То было полтора месяца назад. Теперь канонада гремела совсем уже рядом. Полуторка, которую Бадаев взял в обкоме партии, по дороге на Большой Фонтан вышла из строя.

Еле раздобыл Бадаев крытый брезентом «газик». Проехав немного, шофер остановил машину, принялся снимать тент.

— Зачем? — не понял Бадаев.

— Да бачу: глаза закрыты у вас. Чи ночь не спали, чи шо? Сниму, думаю, брезентину. С ветерком легче будет.

— А если сглазят? — усмехнулся чекист. — Оставь брезент.

Обогнув Рыбачью балку, свернули к Затишью.

Со вчерашнего дня тихий тупичок поселка заполонили начавшие уже сниматься с передовых позиций войска. К порту они двигались только ночами. Днем либо демонстрировали ложные передислокации, либо размещались на привал в заросших балках, в хатах рыбаков.

Расположились солдаты на отдых и у Булавиной. Только летняя половина хаты, где жил со своей молодой женой перебравшийся из города Бойко, была свободна. Бадаев застал Бойко за бритьем. До лоска выскабливал он обычно свои щеки. Но даже пожилые бойцы отряда все равно называли почему-то молодящегося командира «стариком». Настоящая фамилия этого человека была Федорович, звали Антоном Брониславовичем. Под новой фамилией должен был он остаться в городе владельцем слесарной мастерской и возглавить совет командиров боевых и разведывательных десяток. Ему же оперативно подчинили и летучий отряд Якова Гордиенко. Для легализации при оккупационном режиме кандидатура Федоровича — Бойко была подходящей: прибыл в Одессу из Измаила, работал в тресте ТЭЖЭ, на винном заводе, имел и навыки делового человека, и типичный облик торгового работника. А между тем служил в двадцатых годах в ГПУ. Был он к тому же давним другом Мурзовского.
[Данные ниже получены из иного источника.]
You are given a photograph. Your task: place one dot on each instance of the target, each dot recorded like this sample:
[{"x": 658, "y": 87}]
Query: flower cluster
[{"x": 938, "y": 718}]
Вечером Бадаев и Бойко собрали у причала рыбаков — бойцов отряда — как будто для ремонта снастей. Пришли веселые говоруны братья Музыченко, чернобровый, осанистый бригадир Барган, светлочубый Козубенко.
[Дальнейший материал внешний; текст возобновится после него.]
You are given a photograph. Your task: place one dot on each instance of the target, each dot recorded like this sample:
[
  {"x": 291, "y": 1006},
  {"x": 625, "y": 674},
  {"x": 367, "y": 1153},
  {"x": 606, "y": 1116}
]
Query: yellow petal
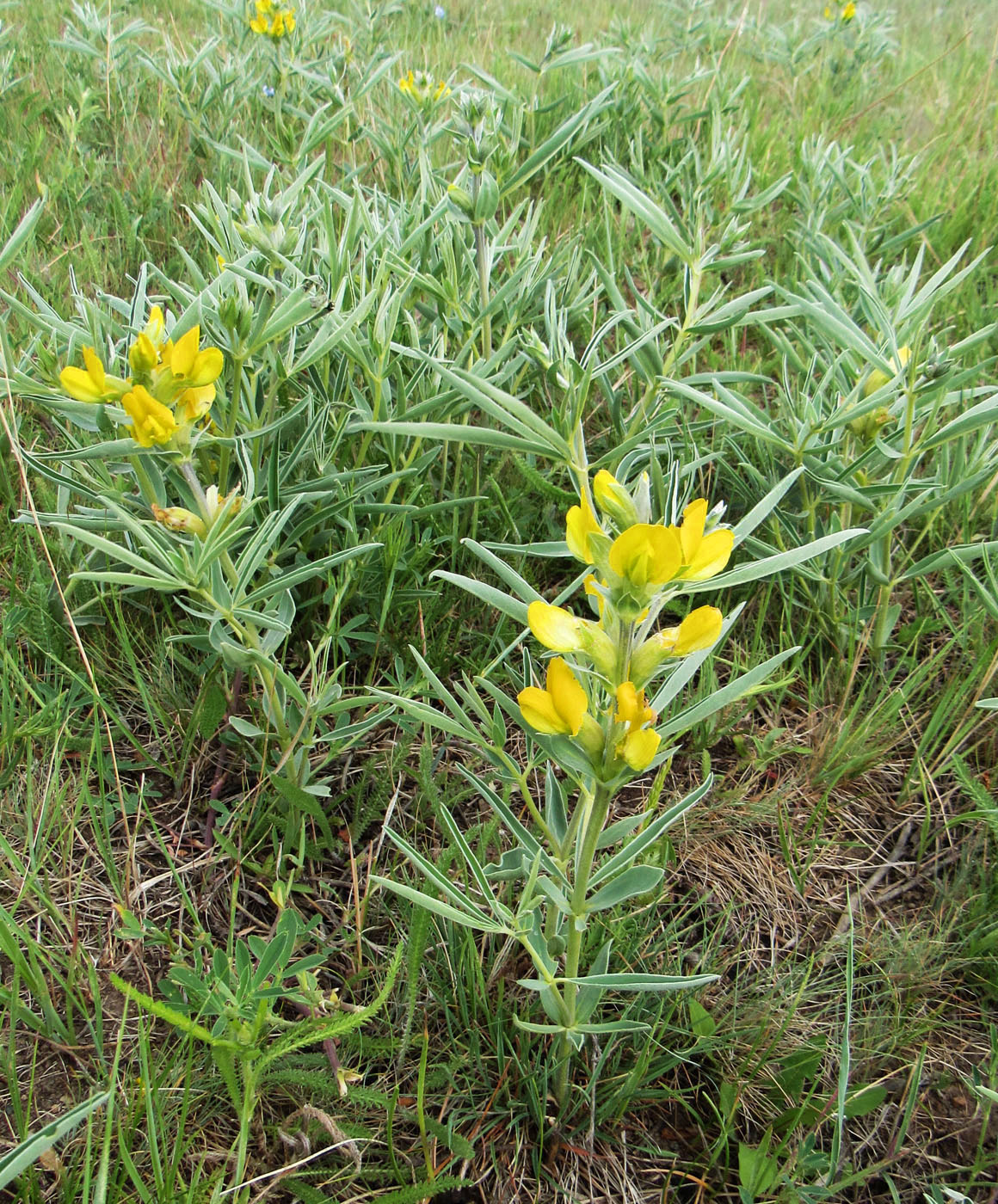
[
  {"x": 627, "y": 710},
  {"x": 151, "y": 421},
  {"x": 80, "y": 384},
  {"x": 94, "y": 367},
  {"x": 194, "y": 403},
  {"x": 539, "y": 710},
  {"x": 142, "y": 354},
  {"x": 691, "y": 532},
  {"x": 554, "y": 626},
  {"x": 569, "y": 696},
  {"x": 701, "y": 629},
  {"x": 712, "y": 556},
  {"x": 613, "y": 499},
  {"x": 184, "y": 352},
  {"x": 639, "y": 748},
  {"x": 647, "y": 554}
]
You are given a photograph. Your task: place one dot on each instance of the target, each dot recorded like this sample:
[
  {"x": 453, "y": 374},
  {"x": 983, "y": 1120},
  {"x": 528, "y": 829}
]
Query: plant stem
[
  {"x": 584, "y": 858},
  {"x": 230, "y": 427}
]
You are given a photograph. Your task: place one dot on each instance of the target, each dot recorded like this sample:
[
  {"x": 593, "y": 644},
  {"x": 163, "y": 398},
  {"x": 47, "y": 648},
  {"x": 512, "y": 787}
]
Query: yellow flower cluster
[
  {"x": 641, "y": 566},
  {"x": 847, "y": 12},
  {"x": 171, "y": 388},
  {"x": 422, "y": 88},
  {"x": 270, "y": 21}
]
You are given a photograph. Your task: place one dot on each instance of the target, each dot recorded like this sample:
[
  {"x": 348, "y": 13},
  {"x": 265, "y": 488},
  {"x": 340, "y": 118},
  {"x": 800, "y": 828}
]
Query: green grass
[{"x": 843, "y": 864}]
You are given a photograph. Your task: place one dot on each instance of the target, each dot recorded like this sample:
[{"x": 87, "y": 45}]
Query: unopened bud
[{"x": 176, "y": 518}]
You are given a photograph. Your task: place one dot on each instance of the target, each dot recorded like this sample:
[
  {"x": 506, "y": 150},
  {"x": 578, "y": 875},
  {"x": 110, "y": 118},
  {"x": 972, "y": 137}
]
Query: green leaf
[
  {"x": 632, "y": 851},
  {"x": 701, "y": 1021},
  {"x": 964, "y": 554},
  {"x": 643, "y": 207},
  {"x": 21, "y": 1158},
  {"x": 778, "y": 563},
  {"x": 723, "y": 697},
  {"x": 643, "y": 981},
  {"x": 636, "y": 881},
  {"x": 756, "y": 1170}
]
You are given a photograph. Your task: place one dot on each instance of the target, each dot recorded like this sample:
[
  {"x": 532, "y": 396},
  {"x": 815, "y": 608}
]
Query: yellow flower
[
  {"x": 699, "y": 630},
  {"x": 560, "y": 707},
  {"x": 151, "y": 421},
  {"x": 194, "y": 403},
  {"x": 614, "y": 500},
  {"x": 558, "y": 630},
  {"x": 142, "y": 354},
  {"x": 638, "y": 748},
  {"x": 176, "y": 518},
  {"x": 579, "y": 525},
  {"x": 639, "y": 744},
  {"x": 703, "y": 556},
  {"x": 647, "y": 554},
  {"x": 86, "y": 384},
  {"x": 631, "y": 707}
]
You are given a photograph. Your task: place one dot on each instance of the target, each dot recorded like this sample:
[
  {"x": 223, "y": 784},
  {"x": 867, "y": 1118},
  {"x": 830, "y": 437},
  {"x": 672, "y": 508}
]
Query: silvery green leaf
[
  {"x": 643, "y": 981},
  {"x": 636, "y": 881},
  {"x": 15, "y": 1161}
]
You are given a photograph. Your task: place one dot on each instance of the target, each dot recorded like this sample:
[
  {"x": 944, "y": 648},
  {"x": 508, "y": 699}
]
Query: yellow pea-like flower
[
  {"x": 639, "y": 746},
  {"x": 181, "y": 355},
  {"x": 558, "y": 708},
  {"x": 613, "y": 499},
  {"x": 558, "y": 630},
  {"x": 699, "y": 630},
  {"x": 177, "y": 518},
  {"x": 194, "y": 403},
  {"x": 703, "y": 556},
  {"x": 631, "y": 707},
  {"x": 152, "y": 423},
  {"x": 579, "y": 525},
  {"x": 88, "y": 383},
  {"x": 647, "y": 554}
]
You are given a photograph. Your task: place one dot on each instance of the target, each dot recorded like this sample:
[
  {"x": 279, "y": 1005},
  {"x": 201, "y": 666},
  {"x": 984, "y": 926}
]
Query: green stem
[
  {"x": 481, "y": 255},
  {"x": 584, "y": 860},
  {"x": 145, "y": 481},
  {"x": 639, "y": 418},
  {"x": 230, "y": 427}
]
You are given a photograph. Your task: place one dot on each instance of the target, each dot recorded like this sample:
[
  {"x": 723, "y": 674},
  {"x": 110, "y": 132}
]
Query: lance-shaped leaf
[
  {"x": 644, "y": 839},
  {"x": 777, "y": 563},
  {"x": 15, "y": 1161},
  {"x": 723, "y": 697},
  {"x": 636, "y": 881}
]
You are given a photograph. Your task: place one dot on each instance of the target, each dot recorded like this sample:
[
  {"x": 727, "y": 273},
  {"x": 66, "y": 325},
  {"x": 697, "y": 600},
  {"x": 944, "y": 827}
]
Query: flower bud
[
  {"x": 176, "y": 518},
  {"x": 614, "y": 500}
]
Что сказать людям на последнем перед уходом в подполье сборе? Уточнили пароли, отзывы, первоочередные задачи. Что еще? И вспомнились Бадаеву слова Шилина: «А я верующий и есть. В людей хороших верую, в идею нашу большевистскую верую...» Хотелось повторить эти слова, как клятву. Но говорили о самом необходимом, скупо, коротко. Потом, по старому русскому обычаю, посидели, как перед дальней дорогой.
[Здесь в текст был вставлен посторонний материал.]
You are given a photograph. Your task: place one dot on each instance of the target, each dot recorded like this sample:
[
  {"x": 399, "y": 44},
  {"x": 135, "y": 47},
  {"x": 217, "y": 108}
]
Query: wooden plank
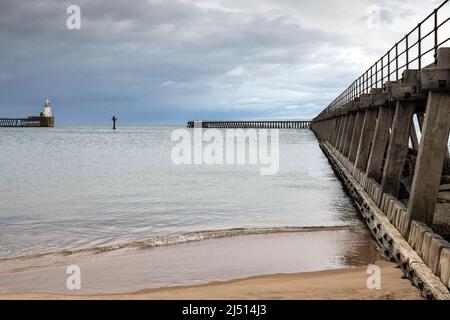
[
  {"x": 349, "y": 135},
  {"x": 365, "y": 142},
  {"x": 413, "y": 136},
  {"x": 430, "y": 160},
  {"x": 356, "y": 135},
  {"x": 344, "y": 130},
  {"x": 398, "y": 147},
  {"x": 380, "y": 141}
]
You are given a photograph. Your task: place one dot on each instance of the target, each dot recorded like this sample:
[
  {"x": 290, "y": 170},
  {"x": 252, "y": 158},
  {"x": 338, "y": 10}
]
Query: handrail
[{"x": 388, "y": 67}]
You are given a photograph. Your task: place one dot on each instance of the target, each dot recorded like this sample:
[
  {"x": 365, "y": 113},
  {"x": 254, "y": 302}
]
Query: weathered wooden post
[
  {"x": 362, "y": 156},
  {"x": 114, "y": 119},
  {"x": 398, "y": 147},
  {"x": 434, "y": 140},
  {"x": 380, "y": 141}
]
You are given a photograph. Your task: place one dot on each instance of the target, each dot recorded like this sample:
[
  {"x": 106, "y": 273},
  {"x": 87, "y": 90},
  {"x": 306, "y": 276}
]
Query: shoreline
[
  {"x": 192, "y": 263},
  {"x": 338, "y": 284}
]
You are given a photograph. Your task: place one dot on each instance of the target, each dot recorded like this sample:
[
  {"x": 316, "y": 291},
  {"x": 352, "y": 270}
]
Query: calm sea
[{"x": 70, "y": 188}]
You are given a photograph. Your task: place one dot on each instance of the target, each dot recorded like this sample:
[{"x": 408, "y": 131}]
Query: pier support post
[
  {"x": 380, "y": 141},
  {"x": 432, "y": 151},
  {"x": 341, "y": 140},
  {"x": 349, "y": 134},
  {"x": 356, "y": 136},
  {"x": 398, "y": 147},
  {"x": 365, "y": 142}
]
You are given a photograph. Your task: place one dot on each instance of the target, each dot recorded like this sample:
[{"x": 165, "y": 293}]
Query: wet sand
[
  {"x": 321, "y": 264},
  {"x": 343, "y": 284}
]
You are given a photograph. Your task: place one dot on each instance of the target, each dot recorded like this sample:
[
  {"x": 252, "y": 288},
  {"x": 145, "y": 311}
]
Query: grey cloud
[{"x": 165, "y": 60}]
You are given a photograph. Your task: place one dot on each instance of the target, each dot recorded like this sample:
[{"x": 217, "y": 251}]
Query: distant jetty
[
  {"x": 45, "y": 119},
  {"x": 269, "y": 124}
]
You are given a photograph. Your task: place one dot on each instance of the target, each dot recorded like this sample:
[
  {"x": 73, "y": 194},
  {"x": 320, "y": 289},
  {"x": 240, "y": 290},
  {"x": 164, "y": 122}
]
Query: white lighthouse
[{"x": 47, "y": 109}]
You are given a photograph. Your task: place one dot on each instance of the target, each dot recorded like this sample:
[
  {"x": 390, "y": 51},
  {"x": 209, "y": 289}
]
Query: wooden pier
[
  {"x": 250, "y": 124},
  {"x": 45, "y": 119},
  {"x": 401, "y": 185}
]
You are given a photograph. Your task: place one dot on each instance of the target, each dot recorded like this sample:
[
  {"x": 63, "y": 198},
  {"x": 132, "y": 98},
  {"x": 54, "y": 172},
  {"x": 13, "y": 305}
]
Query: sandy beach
[
  {"x": 242, "y": 267},
  {"x": 343, "y": 284}
]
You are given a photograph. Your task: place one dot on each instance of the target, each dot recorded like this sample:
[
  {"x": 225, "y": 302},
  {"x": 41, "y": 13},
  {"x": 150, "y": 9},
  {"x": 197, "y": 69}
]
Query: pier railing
[
  {"x": 400, "y": 184},
  {"x": 32, "y": 122},
  {"x": 262, "y": 124}
]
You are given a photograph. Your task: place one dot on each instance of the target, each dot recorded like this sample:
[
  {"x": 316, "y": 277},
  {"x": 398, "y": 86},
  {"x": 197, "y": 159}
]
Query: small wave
[{"x": 188, "y": 237}]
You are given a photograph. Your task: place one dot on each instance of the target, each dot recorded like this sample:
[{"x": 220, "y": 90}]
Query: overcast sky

Гремела артиллерийская канонада.

Когда-то на месте Одессы стояла турецкая крепость Хаджибей. Темной сентябрьской ночью один из генералов Суворова — Дерибас отдал своему отряду странный приказ: «Собрать рогожи и тряпки, обмотать оными ноги коней». Бесшумно, в туманной предрассветной мгле головной конный отряд подошел по Кривой балке к крепости. Внезапным штурмом Хаджибей был взят. Но у Дерибаса насчитывалось несколько сот конников, а в ночь на 16 октября 1941 года — последнюю ночь эвакуации — должны были бесшумно сняться с боевых позиций и погрузиться на корабли войска численностью до сорока тысяч человек с танками, пушками, бронемашинами.